Группа состояла практически из двух десятков человек – и каждый из них был слеп. Пускай Ева подавляла явные синдромы, глаза было не обмануть: побледневшая кожа, холодный пот… Кореец, оборачиваясь, желал привлечь чье-то внимание. Но разве возможно провернуть подобное среди тех, для кого чувства играют не самую важную роль?
Тогда Хён тихо произнес:
– Расслабься и будь собой. Представь, что здесь никого нет. Только ты и я.

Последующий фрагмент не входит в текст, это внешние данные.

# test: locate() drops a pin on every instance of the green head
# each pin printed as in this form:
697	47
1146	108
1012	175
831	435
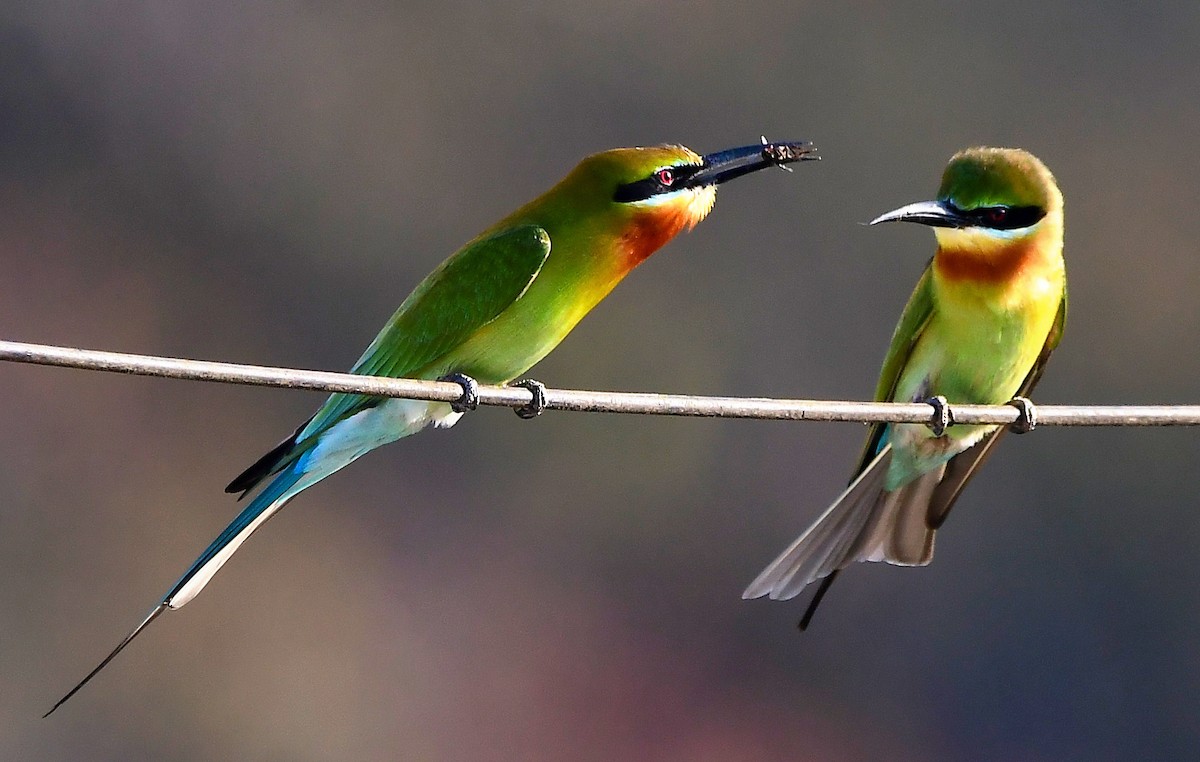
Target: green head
623	204
997	190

Ева ошарашенно оглянулась по сторонам: его пущенные стрелой слова попали ей в сердце, не достигнув ни одного, кто там находился. Под прицелом была лишь она.
(Только ты и я.)
Они синхронно, с особой жадностью впились друг в друга. Если будущее каждый раз длится до следующего вдоха, то девушка, пожалуй, предпочла бы умереть. Ненавистные черные мертвые очи казались ей живее тернистого леса; живее всего на свете. Губы, разразившиеся горькой правдой, расплылись в мягкой, по-своему доброй улыбке – невольно улыбнулась и она. Боль, казалось, померкла.
(Только ты и я.)
Могу сказать, что его слова действительно сработали: хаотичное дыхание наконец отступило, на смену пришла непоколебимость. Ева выполняла свою работу так, как не делала с давних пор. А под конец кинула в камеру взгляд – он был наполнен сплетением множества чувств.
Этот снимок запомнился в ее карьере надолго. Многие считали его дерзким, Да Хён же – самым искренним из всех. В свою очередь Ева придерживалась мнения, что прилагательное «равнодушный» подходит как нельзя кстати.
Овации разразились громом. Они с Да Хёном словно вырвались из продолжительного транса, окунувшись в действительность. Им пришлось улыбаться в тридцать два зуба, благодарить каждые десять секунд… Одно было неизменно: покончив с работой, они разошлись по разные стороны баррикад. Потом Да Хён ей все же признался, что попросту не мог заставить себя посмотреть на нее из-за громко стучащего в груди сердца.
– Спасибо за шикарно проведенную работу, – первым прервал молчание Да Хён, затем поклонился и поспешил скрыться в шумном вареве толпы.
– И тебе, – выдала Ронан, желая напоследок ощутить на себе взор его очей.
Но каким бы жадным ни было это желание, сбыться ему так и не удалось.